Friday, September 13, 2013

Eggs and Potatoes

Apologies for the recent dearth of posts, dear readers. I assure you, it is due entirely to the time-consuming nature of my current projects, and not to any faltering of the will to blog. I have become even more immersed in all things chicken as I raise three chicks (for a current total of five birds) and work on the chicken coop addition to the greenhouse. This coop is my first major building project, and construction is slow as I research how to build, make mistakes and have to rebuild, and occasionally suffer minor injuries.

It's not all work, though. The Sunday of Labor Day weekend, RC and I stopped to check out the Yelm farmers market, which is organized by the Yelm Food Co-op and hosted by Nisqually Springs Farm. The market (and the food co-op) is relatively small and new; I think this is only its second summer, but I thought it was a great little event. We drank delicious root beer floats served by the happiest woman on earth, ate roasted corn, and bought a jar of hot sauce and lots of beautiful produce. There was even live music! A band of one middle-aged man and two middle-aged women called, I believe, Big Daddy and the Hot Flashes.
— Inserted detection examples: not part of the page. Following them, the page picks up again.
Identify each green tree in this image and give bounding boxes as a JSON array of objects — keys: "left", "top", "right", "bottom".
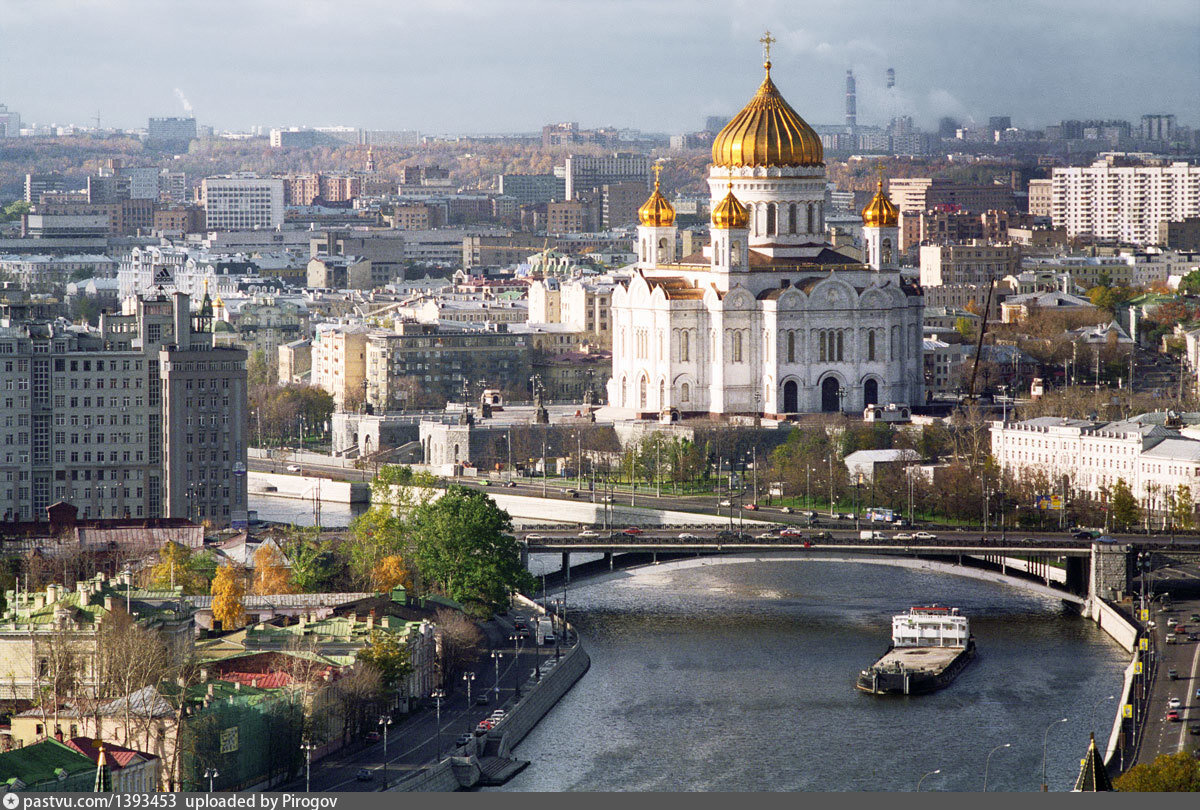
[
  {"left": 412, "top": 486, "right": 534, "bottom": 612},
  {"left": 1109, "top": 478, "right": 1141, "bottom": 530},
  {"left": 1112, "top": 751, "right": 1200, "bottom": 793},
  {"left": 355, "top": 630, "right": 413, "bottom": 689}
]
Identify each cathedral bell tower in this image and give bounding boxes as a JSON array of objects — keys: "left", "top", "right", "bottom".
[
  {"left": 709, "top": 184, "right": 750, "bottom": 272},
  {"left": 863, "top": 176, "right": 900, "bottom": 272},
  {"left": 637, "top": 163, "right": 676, "bottom": 268}
]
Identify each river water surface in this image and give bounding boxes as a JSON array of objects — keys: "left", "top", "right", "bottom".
[{"left": 499, "top": 558, "right": 1128, "bottom": 791}]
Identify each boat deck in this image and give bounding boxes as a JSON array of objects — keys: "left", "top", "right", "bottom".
[{"left": 874, "top": 647, "right": 962, "bottom": 673}]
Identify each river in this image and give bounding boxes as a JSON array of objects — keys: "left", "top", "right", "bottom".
[{"left": 498, "top": 558, "right": 1128, "bottom": 791}]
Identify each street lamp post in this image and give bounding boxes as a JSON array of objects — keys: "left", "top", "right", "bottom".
[
  {"left": 983, "top": 743, "right": 1013, "bottom": 793},
  {"left": 300, "top": 743, "right": 317, "bottom": 793},
  {"left": 462, "top": 672, "right": 475, "bottom": 710},
  {"left": 430, "top": 689, "right": 446, "bottom": 761},
  {"left": 1042, "top": 718, "right": 1067, "bottom": 793},
  {"left": 379, "top": 714, "right": 391, "bottom": 790},
  {"left": 492, "top": 649, "right": 503, "bottom": 703}
]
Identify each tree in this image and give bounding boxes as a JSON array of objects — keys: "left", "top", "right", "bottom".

The vendor I most enjoyed meeting was the potato guy. A gregarious man with a long gray beard, he treated every potential customer to a description of his farming methods and all the different potato varieties he's created, while showing off an impressive array in all shades of yellow, red, and purple and shapes from big and round to long and knobby. He showed off a long, skinny and crooked, dark purple-brown specimen of a variety he'd created and named Witch's Finger! I bought two pounds of a pinkish-yellow round type called Harlequin, and I can attest that they were very tasty.

The reason I enjoyed meeting him so much is because he represents exactly the sort of wizened old rural weirdo that I love and admire and hope to become someday. I am impressed with his dedication to potatoes. I am also impressed that he uses no gas-powered equipment of any kind in his fields, instead using a horse and plow. I mean, goddamn.

My goal is to eventually have a large enough poultry operation to produce eggs for sale, not just for our own consumption. I went to the farmers market not just to buy veggies but to check it out as a potential place to sell, and I noticed that there were no egg vendors there. Meat and dairy, yes, but no eggs, so there is a place for me!

Also, I think we (the chickens and I) will be able to provide very interesting eggs that most people around here don't get too often. You see, when I went to the feed store a few days ago, I got to talking to the sales dude about chicken breeds, and he was quite impressed that I have a Cuckoo Maran and Welsummers, because not many hatcheries produce them. So just as the potato guy has all his different potato varieties, so I could provide a rainbow of egg colors from unique chicken breeds. All free range, of course, which you can easily discern for yourself when you see the chicken poop on the porch.